How can a get 2 Capturing Groups with XXXX and YYYY?
So far I have only partial success:
B4X:
Dim Exp As String = $"<span style="font-weight: bold[^>]+>([^<]+)|<td role="gridcell"[^>]+>([^<]+)"$
Dim m As Matcher
m = Regex.Matcher(Exp, Respuesta)
Do While m.Find
Log("G1=" & m.Group(1))
Log("G2=" & m.Group(2))
Log("*********************")
Loop
Dim deflatedString As String = htmlString.Replace(CRLF,"")
Then try this pattern:
B4X:
Dim pattern As String = "<span.*?>(.*?)</span>.*?<td.*?>(.*?)</td>"
Dim mchr As Matcher = Regex.Matcher(pattern, deflatedString)
Do While mchr.Find
Log("G1=" & mchr.Group(1))
Log("G2=" & mchr.Group(2))
Log("*********************")
Loop
I have only tested this pattern in JavaScript, not B4A, but I don't think the differences in the Regex engines should break this. The trick to this pattern is the question marks. That makes what comes before not greedy.

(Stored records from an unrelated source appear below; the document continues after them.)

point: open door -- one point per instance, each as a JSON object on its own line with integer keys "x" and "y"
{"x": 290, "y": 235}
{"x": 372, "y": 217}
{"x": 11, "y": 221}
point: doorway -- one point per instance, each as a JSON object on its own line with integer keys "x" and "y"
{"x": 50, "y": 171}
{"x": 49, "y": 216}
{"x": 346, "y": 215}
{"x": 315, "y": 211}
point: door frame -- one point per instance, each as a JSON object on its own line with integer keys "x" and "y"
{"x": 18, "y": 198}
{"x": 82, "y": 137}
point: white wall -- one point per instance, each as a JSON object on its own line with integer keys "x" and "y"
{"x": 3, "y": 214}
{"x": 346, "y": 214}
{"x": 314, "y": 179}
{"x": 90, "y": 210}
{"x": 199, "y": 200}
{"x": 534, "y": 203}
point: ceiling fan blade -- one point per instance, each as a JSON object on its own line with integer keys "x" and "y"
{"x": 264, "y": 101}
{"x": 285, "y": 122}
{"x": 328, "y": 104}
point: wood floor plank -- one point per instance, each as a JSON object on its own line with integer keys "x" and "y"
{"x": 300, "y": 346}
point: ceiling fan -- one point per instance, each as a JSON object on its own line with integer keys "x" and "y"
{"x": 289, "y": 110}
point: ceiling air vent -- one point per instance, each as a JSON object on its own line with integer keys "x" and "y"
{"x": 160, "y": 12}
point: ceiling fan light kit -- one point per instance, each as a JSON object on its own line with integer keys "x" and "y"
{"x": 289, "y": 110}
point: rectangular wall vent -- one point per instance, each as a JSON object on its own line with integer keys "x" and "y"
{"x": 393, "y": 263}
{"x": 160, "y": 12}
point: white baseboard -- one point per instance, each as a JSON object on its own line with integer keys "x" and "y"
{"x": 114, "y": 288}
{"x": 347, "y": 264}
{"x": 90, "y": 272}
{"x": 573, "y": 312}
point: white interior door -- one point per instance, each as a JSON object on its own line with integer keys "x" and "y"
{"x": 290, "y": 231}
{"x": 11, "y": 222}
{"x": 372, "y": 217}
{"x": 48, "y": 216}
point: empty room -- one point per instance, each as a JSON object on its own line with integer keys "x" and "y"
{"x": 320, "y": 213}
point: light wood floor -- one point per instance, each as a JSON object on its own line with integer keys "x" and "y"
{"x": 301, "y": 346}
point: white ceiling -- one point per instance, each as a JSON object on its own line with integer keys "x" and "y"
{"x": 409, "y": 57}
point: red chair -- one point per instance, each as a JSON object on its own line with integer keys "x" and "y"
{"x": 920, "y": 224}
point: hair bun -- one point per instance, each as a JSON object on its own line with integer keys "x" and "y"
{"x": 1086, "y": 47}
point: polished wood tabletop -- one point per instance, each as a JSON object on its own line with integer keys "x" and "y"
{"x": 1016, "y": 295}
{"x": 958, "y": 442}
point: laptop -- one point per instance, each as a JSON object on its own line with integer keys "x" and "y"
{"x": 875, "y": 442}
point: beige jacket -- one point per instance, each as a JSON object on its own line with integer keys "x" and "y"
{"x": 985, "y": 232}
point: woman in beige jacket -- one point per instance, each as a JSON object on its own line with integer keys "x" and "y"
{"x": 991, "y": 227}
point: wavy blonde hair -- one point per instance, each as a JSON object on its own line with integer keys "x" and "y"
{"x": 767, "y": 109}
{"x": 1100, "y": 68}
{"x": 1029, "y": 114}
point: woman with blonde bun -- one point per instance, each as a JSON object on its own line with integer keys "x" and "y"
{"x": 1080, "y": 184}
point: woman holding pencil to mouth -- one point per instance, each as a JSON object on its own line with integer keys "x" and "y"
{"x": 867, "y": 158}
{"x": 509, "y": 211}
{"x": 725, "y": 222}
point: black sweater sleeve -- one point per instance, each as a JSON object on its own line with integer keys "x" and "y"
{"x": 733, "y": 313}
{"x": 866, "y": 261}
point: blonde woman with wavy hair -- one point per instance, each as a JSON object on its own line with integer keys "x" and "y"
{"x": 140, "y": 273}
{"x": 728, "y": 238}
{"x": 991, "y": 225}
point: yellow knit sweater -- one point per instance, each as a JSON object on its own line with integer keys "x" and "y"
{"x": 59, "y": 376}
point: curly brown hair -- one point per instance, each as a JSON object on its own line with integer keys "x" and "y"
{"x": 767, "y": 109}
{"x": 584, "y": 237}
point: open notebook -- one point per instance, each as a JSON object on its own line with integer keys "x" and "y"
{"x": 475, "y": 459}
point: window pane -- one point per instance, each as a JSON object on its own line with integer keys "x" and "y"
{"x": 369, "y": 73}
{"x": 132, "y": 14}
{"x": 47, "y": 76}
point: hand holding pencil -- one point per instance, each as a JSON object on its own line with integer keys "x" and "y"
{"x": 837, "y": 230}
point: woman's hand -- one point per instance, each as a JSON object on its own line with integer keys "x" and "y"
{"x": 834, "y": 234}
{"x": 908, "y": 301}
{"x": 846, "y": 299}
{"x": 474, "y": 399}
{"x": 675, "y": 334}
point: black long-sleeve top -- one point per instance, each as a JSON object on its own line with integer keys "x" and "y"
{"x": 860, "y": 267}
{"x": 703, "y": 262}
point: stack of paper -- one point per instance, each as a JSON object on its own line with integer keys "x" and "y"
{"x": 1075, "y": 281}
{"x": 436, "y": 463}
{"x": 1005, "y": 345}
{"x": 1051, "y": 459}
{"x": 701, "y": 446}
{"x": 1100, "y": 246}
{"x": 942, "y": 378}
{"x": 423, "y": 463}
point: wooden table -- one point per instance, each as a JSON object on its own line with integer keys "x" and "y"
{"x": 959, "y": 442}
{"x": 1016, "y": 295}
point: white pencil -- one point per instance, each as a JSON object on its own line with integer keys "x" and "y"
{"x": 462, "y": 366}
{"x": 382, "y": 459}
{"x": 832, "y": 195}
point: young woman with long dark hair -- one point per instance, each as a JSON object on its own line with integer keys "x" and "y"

For example, .*?> will keep eating characters until it hits > even though > should satisfy the .* (the .* is not greedy because of that question mark).
Dim tidy As Tidy
tidy.Initialize
Dim s As String = $"<tr data-ri="0" class="ui-widget-content ui-datatable-even" role="row">
<td role="gridcell"><span style="font-weight: bold;">XXXX:</span></td>
<td role="gridcell" style="text-align:left;">YYYY</td></tr>
<tr data-ri="1" class="ui-widget-content ui-datatable-odd" role="row">
<td role="gridcell"><span style="font-weight: bold;">XXXX:</span></td>
<td role="gridcell" style="text-align:left;">YYYY</td></tr>
<tr data-ri="2" class="ui-widget-content ui-datatable-even" role="row">
<td role="gridcell"><span style="font-weight: bold;">XXXX:</span></td>
<td role="gridcell" style="text-align:left;">YYYY</td></tr>"$
Dim in As InputStream
Dim b() As Byte = s.GetBytes("utf8")
in.InitializeFromBytesArray(b, 0, b.Length)
tidy.Parse(in, File.DirInternal, "1.xml")
Dim xm As Xml2Map
xm.Initialize
Dim m As Map = xm.Parse(File.ReadString(File.DirInternal, "1.xml"))
' Dim jg As JSONGenerator 'convert to a nice string to better understand the
' jg.Initialize(m)
' Log(jg.ToPrettyString(4))
I found your post [B4X] Text, Strings and Parsers, And I discarded jTidy because I'm also porting this to B4i, but as in the post says, is not available to B4i. Is there any similar html parser available now?